Но оказалось, что мои министры правы. Голода не было в тех губерниях, которые никогда себя не кормили. Нехватка хлеба как таковая не имела автоматическим следствием голод — своего хлеба не хватало в 13 из 60 губерний Европейской России и Царства Польского. Население этой зоны давно смогло найти сторонние источники дохода — отход (временная работа в городах), кустарные промыслы, выращивание технических культур и т. п. — и часть года питалось покупным хлебом. Но неурожай 1901 года поразил именно ту зону, население которой привыкло надеяться на собственный хлеб. Неурожай поставил выживание крестьян в зависимость от сторонней продовольственной помощи, так как их хозяйства не располагали необходимыми запасами денег и продовольствия, а сами крестьяне не обладали навыками и хозяйственными связями, помогающими им получить добавочный денежный доход.

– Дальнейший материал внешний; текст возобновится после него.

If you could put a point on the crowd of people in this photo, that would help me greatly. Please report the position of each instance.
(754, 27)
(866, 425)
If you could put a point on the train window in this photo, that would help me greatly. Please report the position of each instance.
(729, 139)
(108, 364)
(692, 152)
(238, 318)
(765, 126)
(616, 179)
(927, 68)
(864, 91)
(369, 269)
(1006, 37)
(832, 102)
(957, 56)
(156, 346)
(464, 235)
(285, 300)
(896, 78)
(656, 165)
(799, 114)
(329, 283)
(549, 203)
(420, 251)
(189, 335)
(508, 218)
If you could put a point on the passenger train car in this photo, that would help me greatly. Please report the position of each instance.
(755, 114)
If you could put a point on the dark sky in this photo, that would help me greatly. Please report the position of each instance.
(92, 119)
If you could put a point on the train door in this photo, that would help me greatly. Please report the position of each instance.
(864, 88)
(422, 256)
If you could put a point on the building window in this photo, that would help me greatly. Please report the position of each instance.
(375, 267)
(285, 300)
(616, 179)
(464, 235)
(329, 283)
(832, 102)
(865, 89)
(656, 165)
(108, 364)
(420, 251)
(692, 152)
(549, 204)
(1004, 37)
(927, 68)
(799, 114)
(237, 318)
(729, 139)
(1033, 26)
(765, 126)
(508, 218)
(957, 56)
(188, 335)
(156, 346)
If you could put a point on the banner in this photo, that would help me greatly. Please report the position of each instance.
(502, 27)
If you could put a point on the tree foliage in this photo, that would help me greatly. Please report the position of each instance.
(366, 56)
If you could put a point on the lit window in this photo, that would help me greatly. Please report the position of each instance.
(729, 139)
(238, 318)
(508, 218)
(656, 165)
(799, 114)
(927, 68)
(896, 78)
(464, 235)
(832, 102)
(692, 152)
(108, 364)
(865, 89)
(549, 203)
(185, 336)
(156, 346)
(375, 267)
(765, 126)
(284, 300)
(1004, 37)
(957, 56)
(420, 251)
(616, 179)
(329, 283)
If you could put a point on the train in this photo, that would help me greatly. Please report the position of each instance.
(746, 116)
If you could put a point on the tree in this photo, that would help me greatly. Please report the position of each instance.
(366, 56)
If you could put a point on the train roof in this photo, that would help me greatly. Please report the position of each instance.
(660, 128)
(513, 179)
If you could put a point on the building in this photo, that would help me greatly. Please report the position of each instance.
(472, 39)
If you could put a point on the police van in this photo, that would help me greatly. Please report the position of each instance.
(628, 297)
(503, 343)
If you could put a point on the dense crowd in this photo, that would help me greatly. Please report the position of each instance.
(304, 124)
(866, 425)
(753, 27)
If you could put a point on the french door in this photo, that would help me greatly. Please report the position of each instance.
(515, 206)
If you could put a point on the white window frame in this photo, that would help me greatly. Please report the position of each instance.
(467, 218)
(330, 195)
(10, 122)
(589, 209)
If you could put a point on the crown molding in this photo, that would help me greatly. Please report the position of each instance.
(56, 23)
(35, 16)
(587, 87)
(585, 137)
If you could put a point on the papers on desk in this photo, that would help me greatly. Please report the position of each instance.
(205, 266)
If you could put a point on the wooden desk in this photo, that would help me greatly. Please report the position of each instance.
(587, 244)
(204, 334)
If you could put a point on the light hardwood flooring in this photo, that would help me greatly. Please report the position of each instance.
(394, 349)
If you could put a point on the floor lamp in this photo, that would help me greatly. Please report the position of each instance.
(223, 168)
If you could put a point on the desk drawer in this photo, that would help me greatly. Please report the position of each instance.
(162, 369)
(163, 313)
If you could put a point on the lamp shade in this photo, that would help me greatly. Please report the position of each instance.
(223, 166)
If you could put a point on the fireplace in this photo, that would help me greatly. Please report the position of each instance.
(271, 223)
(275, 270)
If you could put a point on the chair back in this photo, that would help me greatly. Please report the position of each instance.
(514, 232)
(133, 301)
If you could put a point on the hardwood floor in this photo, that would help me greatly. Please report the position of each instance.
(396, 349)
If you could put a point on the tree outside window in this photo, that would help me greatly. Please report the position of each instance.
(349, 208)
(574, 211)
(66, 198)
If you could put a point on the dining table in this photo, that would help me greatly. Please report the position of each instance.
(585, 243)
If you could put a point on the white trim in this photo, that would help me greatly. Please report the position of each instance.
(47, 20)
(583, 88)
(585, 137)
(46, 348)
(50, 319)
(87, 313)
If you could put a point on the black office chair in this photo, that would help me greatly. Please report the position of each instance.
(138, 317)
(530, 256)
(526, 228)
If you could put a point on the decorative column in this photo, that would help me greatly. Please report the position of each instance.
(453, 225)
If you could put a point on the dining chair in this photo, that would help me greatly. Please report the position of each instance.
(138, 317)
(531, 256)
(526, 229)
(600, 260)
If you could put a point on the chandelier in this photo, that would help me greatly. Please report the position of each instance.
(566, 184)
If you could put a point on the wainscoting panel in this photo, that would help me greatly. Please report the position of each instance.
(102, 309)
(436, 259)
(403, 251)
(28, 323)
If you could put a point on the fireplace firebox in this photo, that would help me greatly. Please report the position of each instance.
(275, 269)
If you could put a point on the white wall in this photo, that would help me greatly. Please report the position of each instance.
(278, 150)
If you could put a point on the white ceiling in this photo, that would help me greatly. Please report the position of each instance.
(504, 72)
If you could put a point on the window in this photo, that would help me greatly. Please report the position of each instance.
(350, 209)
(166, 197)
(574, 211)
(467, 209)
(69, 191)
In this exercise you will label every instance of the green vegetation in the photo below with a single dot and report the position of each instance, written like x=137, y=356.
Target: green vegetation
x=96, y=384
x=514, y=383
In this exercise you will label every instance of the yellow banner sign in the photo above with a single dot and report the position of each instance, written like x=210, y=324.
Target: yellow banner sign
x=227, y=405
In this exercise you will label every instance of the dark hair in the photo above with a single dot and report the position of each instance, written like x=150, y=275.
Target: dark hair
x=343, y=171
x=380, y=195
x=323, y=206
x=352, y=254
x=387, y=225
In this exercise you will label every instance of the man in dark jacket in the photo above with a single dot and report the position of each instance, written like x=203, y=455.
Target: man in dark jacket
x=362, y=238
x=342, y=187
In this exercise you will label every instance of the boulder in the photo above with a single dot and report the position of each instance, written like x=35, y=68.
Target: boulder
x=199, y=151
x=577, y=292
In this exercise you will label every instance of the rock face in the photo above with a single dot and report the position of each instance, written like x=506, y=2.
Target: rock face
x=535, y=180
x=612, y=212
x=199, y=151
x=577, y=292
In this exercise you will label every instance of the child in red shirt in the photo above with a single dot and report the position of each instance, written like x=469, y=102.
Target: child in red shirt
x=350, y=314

Усугубить бедствие мог эгоизм хлеботорговцев, но я это предусмотрел. Своим указом, я объявил о введении на территории страны особого положения сроком на год. В течении этого срока, действовали особые правила по осуществлению хлебозакупок. Расчетное количество хлеба, для создания ста тысяч хлебных магазинов, закупал по фиксированной цене "Военторг". И только после "Военторга" закупать хлеб получали право прочие лица, занятые хлеботорговлей. Дальше действовала такая схема: местные органы самоуправления подавали заявки на оказание помощи конкретным людям. Целью оказания этой помощи было предотвращение голодной смерти. Но предоставлялась эта помощь не безвозмездно, а в обмен на письменное обязательство, отработать её в зимнее время на предприятиях "Военторга".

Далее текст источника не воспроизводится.